I'm trying to bundle various transaction categories, which I can then use for filtering in my reports. The problem is, that these bundles are overlapping each other with no underlying logic to exploit. In the sample table below, I want to be able to filter on the bundles x, y and z, where for instance the x bundle includes categories a, b, and c. The problem seems to ressemble a dynamic segmentation pattern, but instead of filtering on values, I need to filter on categories.
Any pointers as to how to go about this?
Category | x | y | z |
a | TRUE | TRUE | FALSE |
b | TRUE | FALSE | FALSE |
c | TRUE | TRUE | TRUE |
d | FALSE | FALSE | TRUE |
Cheers,
Niels
Solved! Go to Solution.
@Anonymous
I managed to solve the problem - thank you for providing the missing link 🙂
I used your suggested table (execpt I filtered out all rows with IsTrue=0), as well as a new table with the unique categories organized in the below schema - note the bidirectional relationship between Categories and Bundles. Then I used the following measure in my visuals and sliced it with BundleID:
M2M =
CALCULATE(
SUM(Facts[Amount]),
CROSSFILTER(Categories[Category],Bundles[Category],Both)
)
Here's an example of what I'm trying to do, with each category only belonging to one bundle. For this scenario, it's pretty straight forward. However, if for instance Category 'b' belonged to both the 'x' and 'y' bundles, the below approach wouldn't work because of the M:M relationship this introduces. So I guess my question is how I deal with the M:M relationship. I've found this article, which might help me, so I'll read up on that - https://www.sqlbi.com/articles/many-to-many-relationships-in-power-bi-and-excel-2016/
Hi @Anonymous
From what I understand based on your explaination, you need to store your data differently in order to achieve your desired filtering mechanism. If I understand your challenge, and what you are trying to achieve, correctly, you should make a column, which could be called "Bundles", and then have duplicates on the category. You would then have 3 duplicates for each category, since you have 3 different bundles. You would also have a column called IsTrue to assign the corresponding value.
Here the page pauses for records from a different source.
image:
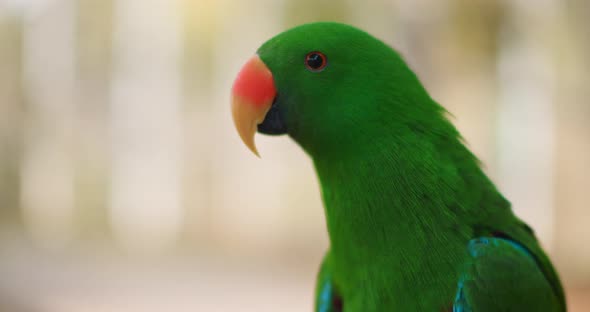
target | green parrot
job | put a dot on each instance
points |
(413, 221)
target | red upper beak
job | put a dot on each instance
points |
(252, 95)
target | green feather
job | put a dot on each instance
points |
(403, 195)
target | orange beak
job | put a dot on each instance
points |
(252, 95)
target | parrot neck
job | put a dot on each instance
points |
(395, 200)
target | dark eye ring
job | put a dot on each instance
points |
(316, 61)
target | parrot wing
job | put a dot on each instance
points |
(503, 276)
(327, 299)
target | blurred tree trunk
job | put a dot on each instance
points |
(94, 46)
(572, 48)
(47, 169)
(10, 118)
(146, 208)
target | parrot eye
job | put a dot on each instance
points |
(315, 61)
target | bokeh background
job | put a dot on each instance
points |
(124, 187)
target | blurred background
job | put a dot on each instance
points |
(124, 187)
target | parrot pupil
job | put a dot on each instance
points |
(315, 61)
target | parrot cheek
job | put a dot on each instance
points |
(274, 123)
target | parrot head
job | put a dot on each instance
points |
(332, 87)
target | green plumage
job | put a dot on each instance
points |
(404, 198)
This is what I'm imagining would work out for you.
Category | Bundle | IsTrue |
a | x | 1 |
a | y | 1 |
a | z | 0 |
b | x | 1 |
b | y | 0 |
b | z | 0 |
c | x | 1 |
c | y | 1 |
c | z | 1 |
d | x | 0 |
d | y | 0 |
d | z | 1 |
Let me know if I've understood your problem correctly, and if you want me to elaborate on anything.
Best,
Martin
@Anonymous
Did you solve your challenge?
@Anonymous
I managed to solve the problem - thank you for providing the missing link 🙂
I used your suggested table (execpt I filtered out all rows with IsTrue=0), as well as a new table with the unique categories organized in the below schema - note the bidirectional relationship between Categories and Bundles. Then I used the following measure in my visuals and sliced it with BundleID:
M2M =
CALCULATE(
SUM(Facts[Amount]),
CROSSFILTER(Categories[Category],Bundles[Category],Both)
)
@Anonymous
Fantastic I'm glad you solved the problem with my help - Don't forget to give kudos!
Could I ask you to accept a solution, so other people can benefit from it as well?
Best of luck in the future!
Best,
Martin
@Anonymous, thank you for your suggestion, I think you're right about the data structure. I'll try it out, and give an update later.
@Anonymous
hi Niels
just to clarify what you are asking
you want to for example bring back all c categories where x is present
might be useful if you had a visual to explain what you expect to do. so one can understand the "to" part better , does that make sense?